Long Island City, the booming waterfront neighborhood in Queens that has seen amenity-laden high-rises pop up like wildfire in recent years, is appealing to the “WOOF-er” demographic as well.
“I met a lot of people in that exact situation, or their children that live in those apartments who want to buy the unit to bring their parents back in there,” said Saturno-Sanjana of residents of one LIC high-rise.
“These buildings with a lot of amenities, including a parking garage, are appealing to people who are transitioning and don’t have to abandon their car, and there’s the train link so close.”
Veteran New York City broker and suburbanite David Schlamm considers himself a WOOF.
The 55-year-old founder and president of brokerage firm City Connections Realty said he plans to move back to Manhattan with his wife from their home in Franklin Lakes, New Jersey, after their daughters are both in college.
“Living in Franklin Lakes was a very nice experience for the Schlamm family, but with the girls gone, we won’t need a big house and it can get a little boring without them around,” Schlamm said.
The CEO said he and his wife also hope to have a country home “somewhere near Woodstock” to balance out their planned Manhattan life.

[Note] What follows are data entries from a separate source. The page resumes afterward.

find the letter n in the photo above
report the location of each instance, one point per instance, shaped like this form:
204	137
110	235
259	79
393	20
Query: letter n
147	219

“We both miss the vibe of Manhattan as well as the much shorter commute to work for me,” said Schlamm, who spends two and a half to three hours commuting to his office in the city.
Mike Schulte, another Citi Habitats agent, is working with three different buyers who are looking to retire in the city.
All three spent their childhoods in the city before relocating to places as far away as Michigan and Nevada.
“For most of these people, it hasn’t been an amenity issue,” he said of the buildings his clients are looking at.
“The cost of retiring in Manhattan is quite high, and they have to have a slightly larger egg to do this.
“Ultimately it’s a dollars and sense thing; a lot of time they look at a neighborhood and what it has to offer and sacrifice home space because they want the experience of being in New York.”
A Queens native himself, Schulte remembers what the city was like 20 years ago when he was a kid, and how it was far from one of the safest big cities in the county, as it is considered now.
“I remember Times Square when it wasn’t Times Square,” said Schulte. “The city’s changed and it’s grown and become more expensive.”
Having three clients looking for an New York apartment in to retire to signals definite trend, he said.
“In my career, I had one at any given time, to have three is a sign that something is changing,” he said.